Coupe Intercontinentale de la FIFA : Real Madrid – Pachuca
Pachuca affrontera le Real Madrid mercredi en finale de la Coupe Intercontinentale de la FIFA. Deux membres du Groupe d’étude technique donnent leur avis sur cette affiche.
Aron Winter : Je pense que ça ne sera pas un match facile pour le Real Madrid, surtout vu les prestations de Pachuca jusqu’ici. Les Madrilènes devront être particulièrement efficaces à la récupération pour exploiter les phases de transition offensive en exploitant l’espace dans le dos de la défense mexicaine. Tout va se jouer dans le cœur du jeu. Comme on l’a vu contre Botafogo, les deux milieux de Pachuca, Elías Montiel et Pedro Pedraza, mettent beaucoup de rythme et sont intelligents tactiquement. Ça sera intéressant de voir comment ils s’en sortiront face à Luka Modrić et Jude Bellingham. Je suis également curieux de voir comment les centraux du Real s’y prendront pour répondre au défi physique imposé par Rondón.

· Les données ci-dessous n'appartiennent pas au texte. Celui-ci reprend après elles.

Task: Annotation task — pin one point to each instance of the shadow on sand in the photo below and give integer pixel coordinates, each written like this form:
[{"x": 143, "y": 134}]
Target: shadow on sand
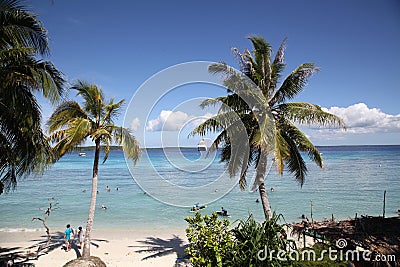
[
  {"x": 158, "y": 247},
  {"x": 26, "y": 256}
]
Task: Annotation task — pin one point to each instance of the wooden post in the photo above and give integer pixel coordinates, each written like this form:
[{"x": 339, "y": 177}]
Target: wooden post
[{"x": 384, "y": 203}]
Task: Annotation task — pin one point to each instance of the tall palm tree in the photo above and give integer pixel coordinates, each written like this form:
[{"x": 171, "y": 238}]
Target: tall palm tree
[
  {"x": 23, "y": 145},
  {"x": 71, "y": 124},
  {"x": 266, "y": 117}
]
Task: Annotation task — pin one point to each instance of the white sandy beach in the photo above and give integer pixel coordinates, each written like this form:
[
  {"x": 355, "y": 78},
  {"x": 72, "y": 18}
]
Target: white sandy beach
[{"x": 115, "y": 247}]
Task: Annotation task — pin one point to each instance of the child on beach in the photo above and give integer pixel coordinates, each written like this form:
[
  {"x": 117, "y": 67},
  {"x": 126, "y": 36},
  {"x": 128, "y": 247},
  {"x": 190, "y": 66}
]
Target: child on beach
[{"x": 67, "y": 235}]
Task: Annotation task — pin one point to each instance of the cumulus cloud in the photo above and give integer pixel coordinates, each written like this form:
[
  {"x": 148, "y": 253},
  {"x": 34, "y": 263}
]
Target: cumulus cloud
[
  {"x": 360, "y": 119},
  {"x": 135, "y": 124},
  {"x": 169, "y": 120},
  {"x": 199, "y": 120}
]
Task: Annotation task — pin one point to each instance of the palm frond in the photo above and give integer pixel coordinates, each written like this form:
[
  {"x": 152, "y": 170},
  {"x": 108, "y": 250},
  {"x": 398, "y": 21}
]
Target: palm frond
[
  {"x": 64, "y": 113},
  {"x": 294, "y": 83},
  {"x": 311, "y": 114},
  {"x": 130, "y": 145},
  {"x": 278, "y": 66}
]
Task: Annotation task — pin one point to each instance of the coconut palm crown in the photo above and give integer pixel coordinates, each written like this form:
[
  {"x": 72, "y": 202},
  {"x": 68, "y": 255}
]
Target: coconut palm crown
[
  {"x": 23, "y": 145},
  {"x": 275, "y": 116},
  {"x": 71, "y": 124}
]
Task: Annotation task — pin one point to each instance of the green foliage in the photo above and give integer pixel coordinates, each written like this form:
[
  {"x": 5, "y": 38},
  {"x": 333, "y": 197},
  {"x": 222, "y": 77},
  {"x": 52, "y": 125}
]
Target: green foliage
[
  {"x": 250, "y": 243},
  {"x": 252, "y": 237},
  {"x": 23, "y": 144},
  {"x": 210, "y": 241}
]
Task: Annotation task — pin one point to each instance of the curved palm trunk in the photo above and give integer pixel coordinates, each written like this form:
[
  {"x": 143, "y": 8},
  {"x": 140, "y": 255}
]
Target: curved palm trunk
[
  {"x": 86, "y": 246},
  {"x": 260, "y": 176}
]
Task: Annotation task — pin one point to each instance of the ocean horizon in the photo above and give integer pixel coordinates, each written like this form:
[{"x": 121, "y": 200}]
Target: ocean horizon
[{"x": 353, "y": 182}]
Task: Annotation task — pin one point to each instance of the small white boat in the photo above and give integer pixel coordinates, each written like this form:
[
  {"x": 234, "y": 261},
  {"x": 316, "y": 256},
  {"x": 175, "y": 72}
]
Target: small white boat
[{"x": 202, "y": 146}]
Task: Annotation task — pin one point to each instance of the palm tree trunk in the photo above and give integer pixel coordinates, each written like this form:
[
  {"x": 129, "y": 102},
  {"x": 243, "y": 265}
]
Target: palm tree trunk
[
  {"x": 86, "y": 246},
  {"x": 260, "y": 177}
]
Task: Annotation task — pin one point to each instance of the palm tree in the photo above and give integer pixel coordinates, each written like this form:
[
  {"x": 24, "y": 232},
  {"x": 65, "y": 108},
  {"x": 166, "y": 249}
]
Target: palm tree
[
  {"x": 265, "y": 115},
  {"x": 70, "y": 125},
  {"x": 22, "y": 142}
]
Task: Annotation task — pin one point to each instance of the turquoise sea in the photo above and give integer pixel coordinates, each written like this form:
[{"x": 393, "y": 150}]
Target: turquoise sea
[{"x": 353, "y": 181}]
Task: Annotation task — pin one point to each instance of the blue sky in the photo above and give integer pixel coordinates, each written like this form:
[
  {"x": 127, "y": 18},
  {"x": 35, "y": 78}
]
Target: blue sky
[{"x": 121, "y": 44}]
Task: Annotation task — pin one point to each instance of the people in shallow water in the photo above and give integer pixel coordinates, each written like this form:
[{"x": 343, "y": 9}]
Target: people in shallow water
[
  {"x": 224, "y": 212},
  {"x": 197, "y": 207}
]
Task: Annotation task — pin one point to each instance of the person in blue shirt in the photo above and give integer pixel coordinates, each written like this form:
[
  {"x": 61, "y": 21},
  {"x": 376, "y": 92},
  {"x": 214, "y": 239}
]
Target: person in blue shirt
[{"x": 68, "y": 234}]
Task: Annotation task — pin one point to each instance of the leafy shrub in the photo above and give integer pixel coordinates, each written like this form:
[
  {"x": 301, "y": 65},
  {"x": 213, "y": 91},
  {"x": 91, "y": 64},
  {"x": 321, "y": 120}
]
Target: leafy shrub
[
  {"x": 255, "y": 241},
  {"x": 210, "y": 241},
  {"x": 250, "y": 244}
]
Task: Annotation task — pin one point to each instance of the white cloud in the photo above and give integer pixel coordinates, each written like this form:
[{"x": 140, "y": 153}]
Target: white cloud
[
  {"x": 135, "y": 124},
  {"x": 198, "y": 120},
  {"x": 360, "y": 119},
  {"x": 168, "y": 121}
]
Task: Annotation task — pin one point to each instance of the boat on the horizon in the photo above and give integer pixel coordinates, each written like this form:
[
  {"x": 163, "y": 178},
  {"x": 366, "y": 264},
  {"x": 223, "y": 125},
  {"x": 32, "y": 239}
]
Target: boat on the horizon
[{"x": 202, "y": 145}]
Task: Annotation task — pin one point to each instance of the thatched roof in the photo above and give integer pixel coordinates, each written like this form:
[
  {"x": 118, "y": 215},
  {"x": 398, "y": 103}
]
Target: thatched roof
[{"x": 377, "y": 234}]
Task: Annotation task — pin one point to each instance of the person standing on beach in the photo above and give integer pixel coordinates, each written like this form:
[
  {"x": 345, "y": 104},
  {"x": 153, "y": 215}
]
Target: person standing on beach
[
  {"x": 67, "y": 237},
  {"x": 81, "y": 236}
]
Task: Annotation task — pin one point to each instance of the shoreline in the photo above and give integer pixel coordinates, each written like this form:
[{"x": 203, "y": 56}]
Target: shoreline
[{"x": 114, "y": 246}]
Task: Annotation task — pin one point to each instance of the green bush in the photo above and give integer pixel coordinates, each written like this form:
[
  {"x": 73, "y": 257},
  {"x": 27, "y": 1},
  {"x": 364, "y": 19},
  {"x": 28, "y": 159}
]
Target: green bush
[
  {"x": 210, "y": 241},
  {"x": 250, "y": 244},
  {"x": 255, "y": 242}
]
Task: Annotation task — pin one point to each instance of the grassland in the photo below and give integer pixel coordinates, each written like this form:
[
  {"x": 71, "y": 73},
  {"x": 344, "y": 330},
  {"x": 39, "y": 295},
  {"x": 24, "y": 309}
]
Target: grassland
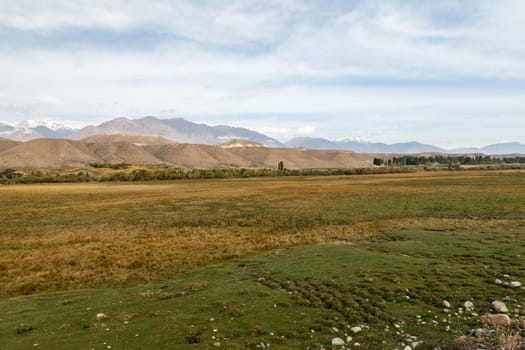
[{"x": 292, "y": 262}]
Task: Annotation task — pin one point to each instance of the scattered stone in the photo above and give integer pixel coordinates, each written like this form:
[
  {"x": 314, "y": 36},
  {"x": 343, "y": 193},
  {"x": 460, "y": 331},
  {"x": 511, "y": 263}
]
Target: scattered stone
[
  {"x": 496, "y": 320},
  {"x": 338, "y": 342},
  {"x": 499, "y": 306},
  {"x": 356, "y": 329},
  {"x": 469, "y": 306},
  {"x": 480, "y": 332}
]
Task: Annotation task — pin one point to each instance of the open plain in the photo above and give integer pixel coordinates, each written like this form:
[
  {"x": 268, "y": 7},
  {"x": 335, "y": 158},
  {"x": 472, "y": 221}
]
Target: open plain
[{"x": 246, "y": 263}]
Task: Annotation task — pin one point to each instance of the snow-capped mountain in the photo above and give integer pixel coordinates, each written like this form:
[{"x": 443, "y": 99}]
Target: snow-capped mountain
[
  {"x": 34, "y": 124},
  {"x": 6, "y": 128},
  {"x": 34, "y": 129}
]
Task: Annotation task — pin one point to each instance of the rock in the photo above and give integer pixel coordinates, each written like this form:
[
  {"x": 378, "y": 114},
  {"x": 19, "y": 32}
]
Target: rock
[
  {"x": 338, "y": 341},
  {"x": 480, "y": 332},
  {"x": 101, "y": 316},
  {"x": 468, "y": 305},
  {"x": 356, "y": 329},
  {"x": 496, "y": 320},
  {"x": 499, "y": 306}
]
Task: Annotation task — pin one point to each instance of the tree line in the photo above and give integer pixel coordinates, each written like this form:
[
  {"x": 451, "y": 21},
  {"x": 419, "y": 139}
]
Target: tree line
[
  {"x": 448, "y": 160},
  {"x": 12, "y": 176}
]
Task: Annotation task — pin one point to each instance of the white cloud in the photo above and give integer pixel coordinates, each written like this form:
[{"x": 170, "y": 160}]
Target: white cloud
[{"x": 294, "y": 59}]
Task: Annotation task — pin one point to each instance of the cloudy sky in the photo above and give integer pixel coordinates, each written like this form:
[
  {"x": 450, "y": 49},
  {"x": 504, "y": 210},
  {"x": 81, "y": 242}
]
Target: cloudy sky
[{"x": 447, "y": 72}]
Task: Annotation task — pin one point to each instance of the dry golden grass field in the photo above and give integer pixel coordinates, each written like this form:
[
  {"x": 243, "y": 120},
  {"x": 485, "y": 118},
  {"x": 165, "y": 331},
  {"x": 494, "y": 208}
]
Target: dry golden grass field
[{"x": 64, "y": 236}]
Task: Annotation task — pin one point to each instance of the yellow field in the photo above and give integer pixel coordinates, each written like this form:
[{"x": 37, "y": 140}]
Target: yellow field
[{"x": 63, "y": 236}]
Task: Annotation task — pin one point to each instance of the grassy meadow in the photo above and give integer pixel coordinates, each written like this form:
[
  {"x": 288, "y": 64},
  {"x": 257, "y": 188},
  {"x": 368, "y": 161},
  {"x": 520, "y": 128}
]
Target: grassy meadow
[{"x": 243, "y": 263}]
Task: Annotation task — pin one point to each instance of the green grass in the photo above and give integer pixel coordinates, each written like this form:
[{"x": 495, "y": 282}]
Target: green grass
[
  {"x": 292, "y": 262},
  {"x": 291, "y": 298}
]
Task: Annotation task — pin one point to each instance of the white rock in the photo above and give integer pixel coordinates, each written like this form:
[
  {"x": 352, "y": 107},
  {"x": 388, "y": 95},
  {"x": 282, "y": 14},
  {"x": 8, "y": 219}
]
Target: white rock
[
  {"x": 479, "y": 332},
  {"x": 468, "y": 305},
  {"x": 499, "y": 306},
  {"x": 356, "y": 329},
  {"x": 338, "y": 341},
  {"x": 496, "y": 320}
]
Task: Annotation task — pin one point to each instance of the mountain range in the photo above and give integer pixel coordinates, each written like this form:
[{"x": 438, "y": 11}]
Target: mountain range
[
  {"x": 184, "y": 131},
  {"x": 155, "y": 150}
]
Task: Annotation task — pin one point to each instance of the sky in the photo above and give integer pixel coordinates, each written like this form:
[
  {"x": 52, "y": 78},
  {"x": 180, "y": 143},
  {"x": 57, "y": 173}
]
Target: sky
[{"x": 450, "y": 72}]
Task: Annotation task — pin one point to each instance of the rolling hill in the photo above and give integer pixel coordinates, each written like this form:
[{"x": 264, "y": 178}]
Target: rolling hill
[
  {"x": 152, "y": 150},
  {"x": 176, "y": 129}
]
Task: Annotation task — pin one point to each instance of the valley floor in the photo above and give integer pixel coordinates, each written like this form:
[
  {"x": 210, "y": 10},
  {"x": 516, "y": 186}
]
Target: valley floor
[{"x": 285, "y": 262}]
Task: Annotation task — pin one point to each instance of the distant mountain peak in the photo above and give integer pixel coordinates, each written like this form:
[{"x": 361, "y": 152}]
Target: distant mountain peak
[
  {"x": 241, "y": 143},
  {"x": 33, "y": 124}
]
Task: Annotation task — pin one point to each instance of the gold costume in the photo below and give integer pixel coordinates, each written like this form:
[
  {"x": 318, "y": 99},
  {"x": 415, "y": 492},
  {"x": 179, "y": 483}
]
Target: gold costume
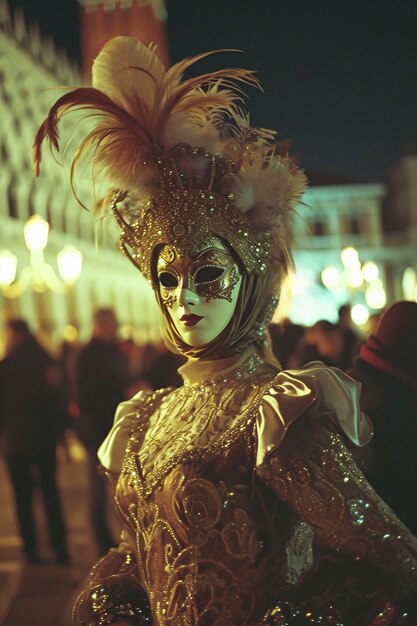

Pascal Zuberbühler : J’ai hâte de voir comment le gardien de Pachuca, Carlos Moreno, va gérer les relances face au Real Madrid. Est-ce que Pachuca va continuer à opter pour du jeu direct sur Rondón, comme c’était le cas contre Al Ahly, ou tenter de construire de derrière ? Il faudra une grosse prestation de Moreno : vu la qualité des attaquants madrilènes, on peut s’attendre à voir de nombreuses frappes. Le gardien devra notamment bien évaluer quand il devra défendre son but et quand il lui faudra gérer l’espace. Concernant le Real Madrid, Thibaut Courtois fait partie des gardiens les plus complets au monde. Il a énormément progressé dans la distribution du jeu ces deux-trois dernières années et il a un excellent sens du placement qui lui permet de prendre les bonnes décisions dans les moments clés. Madrid peut aussi compter sur Andriy Lunin, qui est un très bon second gardien. Il pourra faire parler sa puissance et son explosivité en cas de titularisation .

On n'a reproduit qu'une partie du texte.